The Salaheddine neighborhood of Aleppo is facing heavy regime fire, quickly becoming like Baba Amr, the beleaguered neighborhood of Homs, Arab media reports Thursday.
“Aleppo: is Salaheddine on its way to Baba Amr?” asks the headline of London-based daily Al-Hayat. The daily cites conflicting government and opposition reports of control of the city, claiming both sides agree that the battles are “decisive.” The daily discusses the names of proposed candidates to replace international and Arab League envoy to Syria Kofi Annan, who resigned last week.
Saudi-owned daily A-Sharq Al-Awsat focuses its Syria coverage on the captive Iranians held by opposition forces. For the first time, the daily reports, Iran admitted that some of the captives are not simply civilian pilgrims but “retired military men,” some of whom belong to the Revolutionary Guard.
Syrian opposition sources told the daily that Faris is envious of Hijab for steeling his glory as the most senior Syrian defector
Syrian opposition leader Burhan Ghalioun, former head of the Syrian National Council, tells the daily that this acknowledgment by Iranian foreign minister Ali Akbar Salehi is “a true condemnation of the Iranian position and proof of its continued hostility towards the rights of the Syrian people.”
“Assad is under Iranian patronage,” claims A-Sharq Al-Awsat editor-in-chief Tareq Homayed Thursday, commenting on a photo of the Syrian president meeting Iranian Supreme National Security Council chief Saeed Jalili in Damascus Tuesday. Homayed writes that the photo-op proves that the regime has no domestic support and that the Iranian official’s visit may be “a kiss goodbye” to Assad.
Saudi news site Elaph concurs with that judgment, noting that the recent disappearance of Bashar Assad from public view is an indication of his imminent downfall.
London-based daily Al-Quds Al-Arabi reports bad blood between the newest Syrian defector, Prime Minister Riyad Hijab, and the former most senior defector, Nawwaf Faris — Syria’s ambassador in Iraq.
Syrian opposition sources told the daily that Faris is envious of Hijab for stealing his glory as the most senior Syrian defector, citing personal tension between the two men even when they still worked for Assad’s regime. Apparently, Hijab refused to appoint Faris as interior minister when forming his government in May.
Qatar-based news channel Al-Jazeera reports the complete story of Hijab’s flight from Damascus to Jordan with the help of the Free Syrian Army (FSA).
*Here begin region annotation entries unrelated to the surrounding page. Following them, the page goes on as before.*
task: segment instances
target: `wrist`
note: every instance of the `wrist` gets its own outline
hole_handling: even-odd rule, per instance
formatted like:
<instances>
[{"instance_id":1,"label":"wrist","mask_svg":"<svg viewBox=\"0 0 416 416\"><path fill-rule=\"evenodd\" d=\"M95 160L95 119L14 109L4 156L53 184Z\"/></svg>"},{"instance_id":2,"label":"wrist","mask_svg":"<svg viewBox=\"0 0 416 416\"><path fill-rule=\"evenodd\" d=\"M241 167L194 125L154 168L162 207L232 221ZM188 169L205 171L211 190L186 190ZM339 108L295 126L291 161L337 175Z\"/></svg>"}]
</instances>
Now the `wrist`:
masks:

Yasser Aboud, the operations commander of the southern sector of the FSA, tells Al-Jazeera that Hijab’s extraction from Syria along with 35 family members took 24 hours and was arduous and tiring, since Syrian jets were continuously flying above.
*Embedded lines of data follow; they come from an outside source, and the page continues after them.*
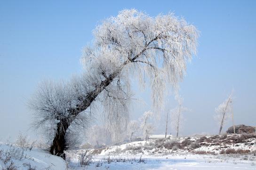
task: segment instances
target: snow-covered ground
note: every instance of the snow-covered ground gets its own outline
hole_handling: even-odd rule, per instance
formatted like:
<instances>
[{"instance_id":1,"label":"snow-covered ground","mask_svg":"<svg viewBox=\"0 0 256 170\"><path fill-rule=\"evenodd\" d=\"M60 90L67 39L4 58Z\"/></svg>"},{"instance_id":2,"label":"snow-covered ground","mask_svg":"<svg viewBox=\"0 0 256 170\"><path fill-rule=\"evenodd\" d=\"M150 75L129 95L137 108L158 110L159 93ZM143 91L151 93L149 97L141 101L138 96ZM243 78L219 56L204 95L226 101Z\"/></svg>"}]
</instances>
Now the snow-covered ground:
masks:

Saudi news site Elaph writes that the recent disappearance of Bashar Assad from public view is an indication of his imminent downfall
Meanwhile, Al-Quds Al-Arabi editor-in-chief Abd Al-Bari Atwan responds to the warning of Jordan’s King Abdullah that Assad may form an Alawite enclave if no solution is found to the Syria crisis.
“Jordan’s King Abdullah could be described as the thermometer, or the most accurate lens to observe the contours of the plans being hatched in the region,” writes Atwan.
“The warning of an Alawite entity is the first and most serious indication of the serious possibility of Syria’s fragmentation along sectarian and ethnic lines. This completely contradicts the goals of the popular revolution which strives to establish a democratic state in all of Syria.”
A turning point for Morsi
Egyptian military attacks on terror operatives in the Sinai Peninsula mix with reports on the sacking of security officials in Cairo in Thursday’s Arab press.
A-Sharq Al-Awsat reports that, for the first time since the signing of the Camp David peace accords with Israel, fighter jets are being used in Sinai. The daily reports the killing of 20 “extremists.” The daily displays a photo of three Egyptian soldiers lying in what seems to be an ambush atop a sand dune in northern Sinai.
Al-Quds Al-Arabi’s lead editorial dubs the Rafah attack ‘a main turning point in the history of President Mohammed Morsi’
Al-Quds Al-Arabi dedicates its top headline to Egypt, reporting that Morsi’s security shakeup was “a clear attempt to contain public sadness and anger.”
The daily’s lead editorial dubs the Rafah attack “a main turning point in the history of President Mohammed Morsi.”
“This operation did not only expose the security anarchy in the Sinai desert … but also the new Egyptian president’s power and his ability to make tough and decisive decisions.”